L’occlusion dentaire (rapport entre les arcades maxillaire et mandibulaire) s’apprécie dents serrées. Idéalement, dans une occlusion de classe I d’Angle, toutes les dents mandibulaires viennent au contact des dents maxillaires et les canines et premières molaires mandibulaires se placent en avant de leurs homologues maxillaires. Les points inter-incisifs médians maxillaire et mandibulaire doivent être centrés et alignés ( Figure S27-C13-1). Les anomalies de cette occlusion dentaire se jugent dans les trois plans sagittal, vertical et transversal, et peuvent être d’origine dentaire, alvéolaire et osseuse, de façon conjuguée ou indépendante. L’orthodontie tend à corriger les anomalies dento-alvéolaires en alignant les dents, l’orthopédie dentofaciale tend à aligner ou corriger la croissance des mâchoires (maxillaires et mandibule) et la chirurgie orthognathique corrige les rapports entre les mâchoires.
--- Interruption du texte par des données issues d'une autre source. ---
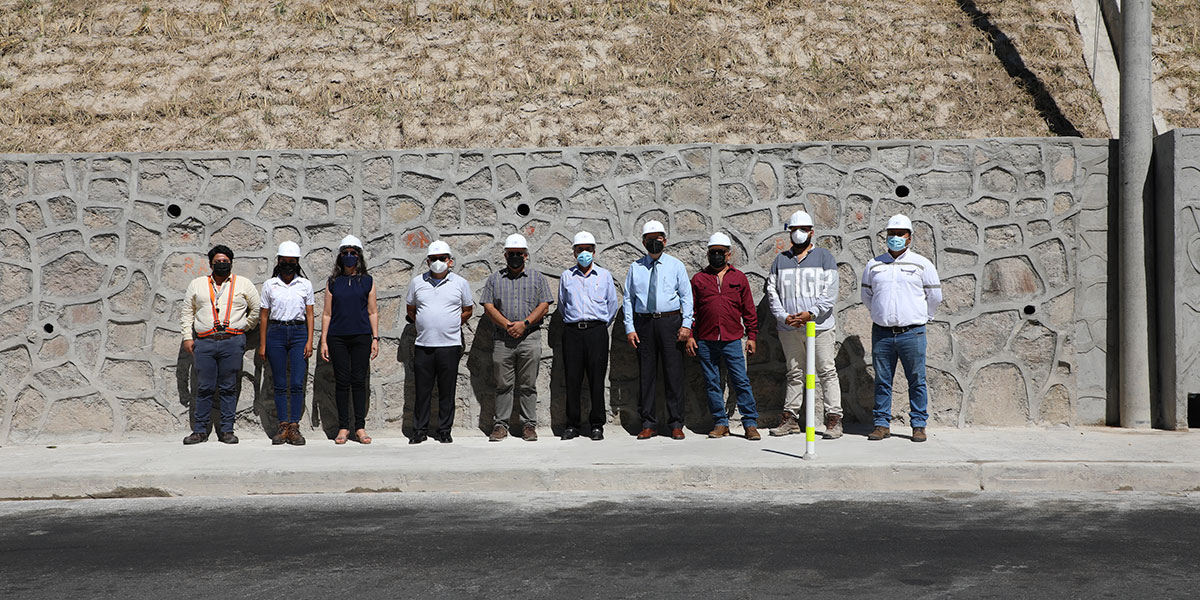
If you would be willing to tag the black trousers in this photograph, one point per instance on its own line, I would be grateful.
(658, 343)
(585, 353)
(351, 357)
(435, 365)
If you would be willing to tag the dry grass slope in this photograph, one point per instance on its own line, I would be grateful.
(114, 76)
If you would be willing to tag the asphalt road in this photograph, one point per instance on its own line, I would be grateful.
(598, 545)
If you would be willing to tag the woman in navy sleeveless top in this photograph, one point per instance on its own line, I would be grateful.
(349, 336)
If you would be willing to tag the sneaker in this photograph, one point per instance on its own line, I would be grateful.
(498, 433)
(833, 427)
(787, 426)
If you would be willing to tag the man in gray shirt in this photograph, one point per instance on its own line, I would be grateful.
(802, 287)
(515, 300)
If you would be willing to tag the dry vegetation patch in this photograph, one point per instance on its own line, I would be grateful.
(105, 76)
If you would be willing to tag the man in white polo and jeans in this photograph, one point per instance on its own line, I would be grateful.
(802, 287)
(901, 289)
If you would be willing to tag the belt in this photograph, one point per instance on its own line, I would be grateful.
(586, 324)
(897, 330)
(658, 315)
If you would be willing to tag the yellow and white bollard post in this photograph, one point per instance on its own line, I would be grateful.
(810, 385)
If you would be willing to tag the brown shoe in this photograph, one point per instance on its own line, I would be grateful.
(281, 436)
(529, 433)
(294, 436)
(833, 427)
(498, 433)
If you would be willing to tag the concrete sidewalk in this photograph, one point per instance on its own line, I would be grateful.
(1025, 460)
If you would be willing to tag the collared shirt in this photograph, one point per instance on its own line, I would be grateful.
(287, 301)
(197, 311)
(592, 297)
(725, 307)
(901, 291)
(516, 295)
(439, 304)
(803, 286)
(673, 288)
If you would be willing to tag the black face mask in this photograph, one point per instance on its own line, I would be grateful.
(717, 259)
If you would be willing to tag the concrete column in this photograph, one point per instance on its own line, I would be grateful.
(1137, 148)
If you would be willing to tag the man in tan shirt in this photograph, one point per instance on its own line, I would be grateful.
(217, 311)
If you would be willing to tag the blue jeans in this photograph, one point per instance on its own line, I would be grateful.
(712, 354)
(910, 348)
(285, 352)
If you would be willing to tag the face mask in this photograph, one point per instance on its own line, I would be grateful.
(717, 259)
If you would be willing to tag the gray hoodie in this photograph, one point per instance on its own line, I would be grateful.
(810, 285)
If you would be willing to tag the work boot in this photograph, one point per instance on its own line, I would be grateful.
(281, 436)
(294, 436)
(787, 426)
(833, 427)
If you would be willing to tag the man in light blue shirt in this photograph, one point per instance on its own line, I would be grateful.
(658, 323)
(588, 304)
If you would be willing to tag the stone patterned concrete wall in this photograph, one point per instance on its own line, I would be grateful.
(97, 250)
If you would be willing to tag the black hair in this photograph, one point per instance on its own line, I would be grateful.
(220, 249)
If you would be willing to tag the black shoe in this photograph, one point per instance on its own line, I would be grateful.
(196, 438)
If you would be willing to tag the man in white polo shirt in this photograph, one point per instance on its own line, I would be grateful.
(901, 291)
(438, 304)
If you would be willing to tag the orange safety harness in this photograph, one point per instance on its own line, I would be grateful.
(217, 325)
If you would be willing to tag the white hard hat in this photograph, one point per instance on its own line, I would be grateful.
(799, 219)
(583, 238)
(438, 247)
(720, 239)
(899, 222)
(653, 227)
(288, 249)
(516, 241)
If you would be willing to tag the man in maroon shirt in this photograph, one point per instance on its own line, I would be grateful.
(725, 313)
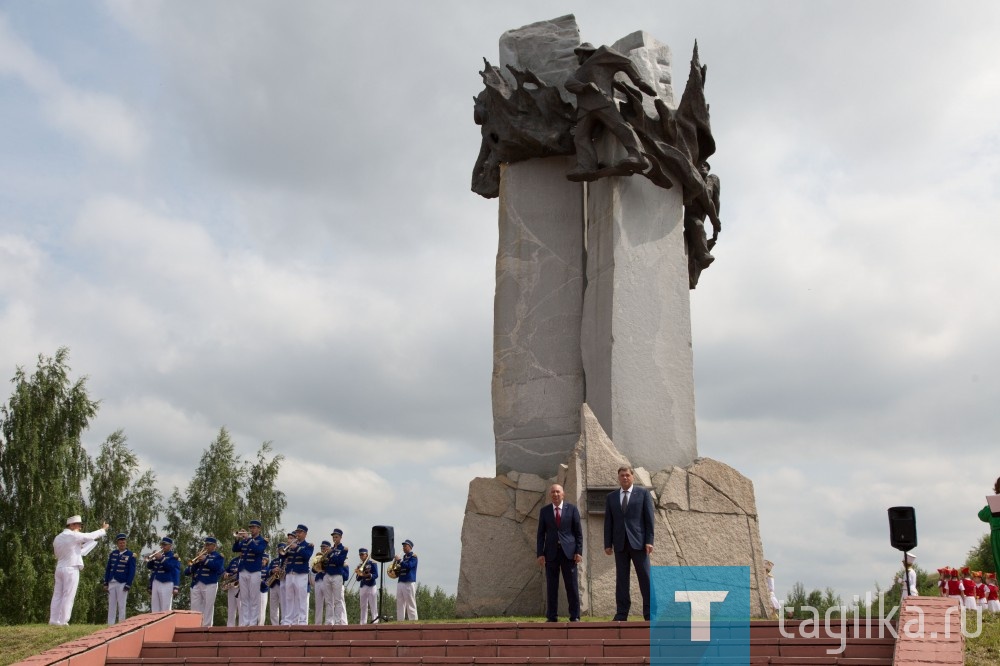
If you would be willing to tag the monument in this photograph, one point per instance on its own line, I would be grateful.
(604, 191)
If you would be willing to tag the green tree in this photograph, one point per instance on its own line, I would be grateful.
(264, 501)
(129, 500)
(225, 492)
(42, 467)
(184, 535)
(805, 606)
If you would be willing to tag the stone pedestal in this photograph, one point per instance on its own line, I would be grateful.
(705, 515)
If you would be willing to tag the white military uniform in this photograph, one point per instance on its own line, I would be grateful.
(69, 546)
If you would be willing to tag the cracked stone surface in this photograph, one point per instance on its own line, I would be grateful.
(537, 367)
(705, 515)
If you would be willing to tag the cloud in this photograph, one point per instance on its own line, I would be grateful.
(99, 120)
(285, 243)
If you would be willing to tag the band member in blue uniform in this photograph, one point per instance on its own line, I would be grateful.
(231, 584)
(205, 571)
(323, 605)
(337, 572)
(165, 576)
(250, 547)
(296, 582)
(406, 584)
(367, 574)
(118, 576)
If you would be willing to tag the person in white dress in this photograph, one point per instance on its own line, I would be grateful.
(775, 604)
(911, 578)
(70, 546)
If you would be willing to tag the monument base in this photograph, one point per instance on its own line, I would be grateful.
(705, 515)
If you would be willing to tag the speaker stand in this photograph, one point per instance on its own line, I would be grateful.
(381, 598)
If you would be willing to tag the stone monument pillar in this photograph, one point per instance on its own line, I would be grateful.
(636, 334)
(593, 361)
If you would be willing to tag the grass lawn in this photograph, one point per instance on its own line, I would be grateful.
(20, 642)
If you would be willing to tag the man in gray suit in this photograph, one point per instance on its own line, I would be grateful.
(628, 530)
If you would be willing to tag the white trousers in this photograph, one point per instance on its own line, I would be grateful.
(249, 602)
(296, 604)
(64, 595)
(406, 601)
(323, 607)
(161, 597)
(234, 606)
(203, 601)
(117, 598)
(275, 599)
(369, 602)
(335, 591)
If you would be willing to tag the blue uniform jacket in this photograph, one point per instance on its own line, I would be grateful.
(166, 569)
(298, 558)
(250, 550)
(337, 562)
(371, 574)
(208, 571)
(120, 567)
(408, 569)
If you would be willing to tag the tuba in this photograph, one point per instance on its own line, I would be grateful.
(393, 570)
(229, 580)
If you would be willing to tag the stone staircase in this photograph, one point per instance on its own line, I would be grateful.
(172, 639)
(502, 643)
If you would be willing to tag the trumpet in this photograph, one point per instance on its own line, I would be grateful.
(229, 580)
(276, 576)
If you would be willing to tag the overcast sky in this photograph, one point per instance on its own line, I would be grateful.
(258, 215)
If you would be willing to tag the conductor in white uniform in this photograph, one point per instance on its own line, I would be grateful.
(70, 546)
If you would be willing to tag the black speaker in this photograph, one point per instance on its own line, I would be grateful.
(383, 548)
(902, 528)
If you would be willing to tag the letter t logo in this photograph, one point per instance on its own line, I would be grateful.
(701, 610)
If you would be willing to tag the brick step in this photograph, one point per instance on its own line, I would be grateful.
(854, 648)
(565, 647)
(374, 661)
(440, 631)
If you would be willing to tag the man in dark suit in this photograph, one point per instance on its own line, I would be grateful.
(560, 548)
(628, 530)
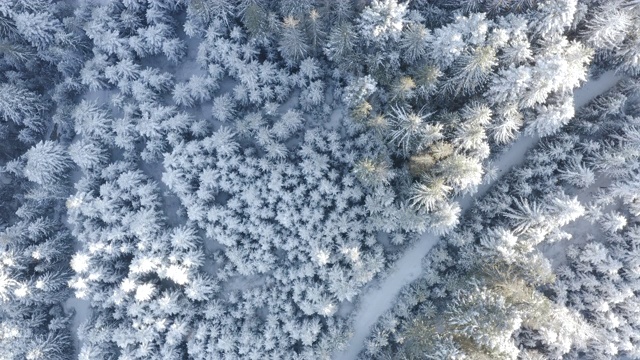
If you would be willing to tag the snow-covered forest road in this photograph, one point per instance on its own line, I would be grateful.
(380, 296)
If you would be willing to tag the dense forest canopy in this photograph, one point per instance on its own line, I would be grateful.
(231, 179)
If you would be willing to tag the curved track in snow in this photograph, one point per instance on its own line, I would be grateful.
(380, 297)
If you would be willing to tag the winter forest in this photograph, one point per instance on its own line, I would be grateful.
(319, 179)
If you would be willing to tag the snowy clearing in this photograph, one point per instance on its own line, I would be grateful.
(379, 297)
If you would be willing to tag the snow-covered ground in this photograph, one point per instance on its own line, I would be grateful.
(379, 297)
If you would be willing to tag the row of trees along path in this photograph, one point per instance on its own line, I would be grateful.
(379, 297)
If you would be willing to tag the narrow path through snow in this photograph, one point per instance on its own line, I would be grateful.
(380, 297)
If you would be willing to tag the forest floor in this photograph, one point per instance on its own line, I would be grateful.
(379, 297)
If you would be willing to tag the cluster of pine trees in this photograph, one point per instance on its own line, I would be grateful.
(222, 178)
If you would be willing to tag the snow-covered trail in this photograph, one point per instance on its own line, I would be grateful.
(380, 297)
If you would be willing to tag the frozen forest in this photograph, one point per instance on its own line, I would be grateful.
(320, 179)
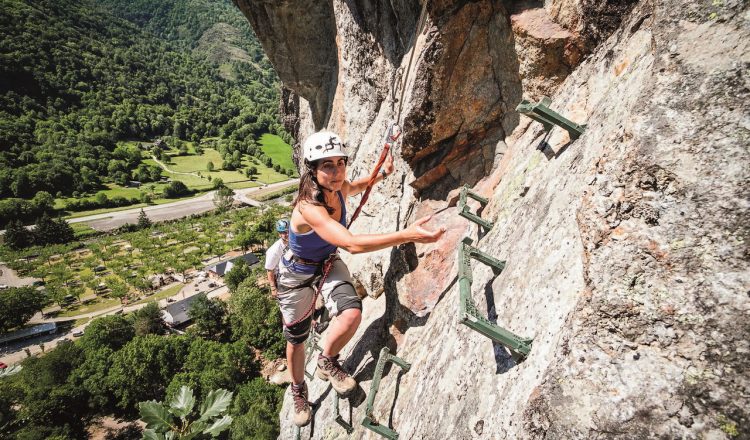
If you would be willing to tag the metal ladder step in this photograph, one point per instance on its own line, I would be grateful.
(470, 316)
(541, 113)
(370, 422)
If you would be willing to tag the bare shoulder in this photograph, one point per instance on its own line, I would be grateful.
(306, 214)
(346, 188)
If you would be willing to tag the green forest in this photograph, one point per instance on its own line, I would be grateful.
(78, 77)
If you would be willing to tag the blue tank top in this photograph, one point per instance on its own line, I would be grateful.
(310, 246)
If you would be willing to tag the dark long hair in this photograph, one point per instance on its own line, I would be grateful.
(309, 189)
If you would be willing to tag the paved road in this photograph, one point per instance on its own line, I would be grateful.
(16, 353)
(170, 211)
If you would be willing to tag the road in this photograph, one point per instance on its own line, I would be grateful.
(17, 351)
(174, 210)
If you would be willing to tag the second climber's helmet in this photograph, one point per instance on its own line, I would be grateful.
(282, 225)
(323, 144)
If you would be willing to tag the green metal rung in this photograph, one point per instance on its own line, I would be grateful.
(311, 344)
(463, 208)
(369, 421)
(541, 112)
(340, 420)
(468, 312)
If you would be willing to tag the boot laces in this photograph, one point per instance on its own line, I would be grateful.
(334, 368)
(300, 399)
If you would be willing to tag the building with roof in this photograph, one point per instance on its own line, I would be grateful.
(176, 314)
(221, 268)
(47, 328)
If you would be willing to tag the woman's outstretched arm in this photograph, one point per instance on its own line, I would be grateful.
(336, 234)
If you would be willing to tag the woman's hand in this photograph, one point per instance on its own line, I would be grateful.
(418, 234)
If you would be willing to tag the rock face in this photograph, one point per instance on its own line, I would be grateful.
(626, 250)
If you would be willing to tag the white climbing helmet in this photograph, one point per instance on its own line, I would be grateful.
(323, 144)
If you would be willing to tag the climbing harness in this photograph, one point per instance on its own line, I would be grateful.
(326, 267)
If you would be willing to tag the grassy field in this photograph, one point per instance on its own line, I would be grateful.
(278, 150)
(196, 177)
(112, 190)
(100, 304)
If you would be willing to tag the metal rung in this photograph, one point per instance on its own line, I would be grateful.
(468, 312)
(340, 420)
(369, 421)
(311, 344)
(463, 208)
(541, 112)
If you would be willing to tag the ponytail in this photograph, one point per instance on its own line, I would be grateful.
(309, 189)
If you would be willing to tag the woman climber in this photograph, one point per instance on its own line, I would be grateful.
(317, 229)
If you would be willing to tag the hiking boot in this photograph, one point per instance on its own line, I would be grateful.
(302, 413)
(330, 369)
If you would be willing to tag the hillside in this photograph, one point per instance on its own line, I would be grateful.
(625, 249)
(75, 79)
Le vieillissement buccofacial ne peut être isolé du vieillissement général. Il présente cependant certaines particularités, liées notamment au fait qu’aux maxillaires et à la mandibule, il est très aggravé par la perte des dents. Les muscles faciaux sont également affectés par l’âge, mais les effets du vieillissement sont très difficiles à évaluer. Ils dépendent également de la fonction et seront aussi affectés par la perte des dents. Les plans superficiels de la face, sont particulièrement soumis à l’exposition solaire qui constitue le principal facteur de vieillissement.

Prévention de la carie

La carie dentaire est une des plus anciennes pathologies ; on retrouve des caries sur dents humaines datant du néolithique mais également chez les Égyptiens, les Grecs ou les Romains. C’est au cours des XIVe et XVe siècles que cette pathologie s’est étendue avec la consommation de sucres raffinés. La carie dentaire est une atteinte bactérienne non spécifique entraînant une destruction plus ou moins rapide des tissus durs de la dent. Cette flore bactérienne constitue un biofilm, encore appelé plaque dentaire, composé de plusieurs dizaines d’espèces de bactéries dont 20 % sont des streptocoques. Chaque espèce possède des spécificités particulières, certaines sont inoffensives, d’autres potentiellement pathogènes. Ces différentes espèces bactériennes vivent en équilibre en fonction de multiples facteurs environnants : système immunitaire, constantes physicochimiques, facteurs mécaniques endogènes et/ou exogène. Toute modification des facteurs environnementaux entraîne un déséquilibre de la composition du biofilm, ainsi certaines bactéries commensales peuvent devenir pathogènes ; c’est ainsi que les streptocoques vont être les chefs de file de l’agression carieuse. Parmi ceux-ci, le plus souvent mis en évidence est le Streptococcus mutans, d’autres familles bactériennes sont également retrouvées dont les lactobacilles avec comme représentant le Lactobacillus acidophilus, mais également les actinomyces.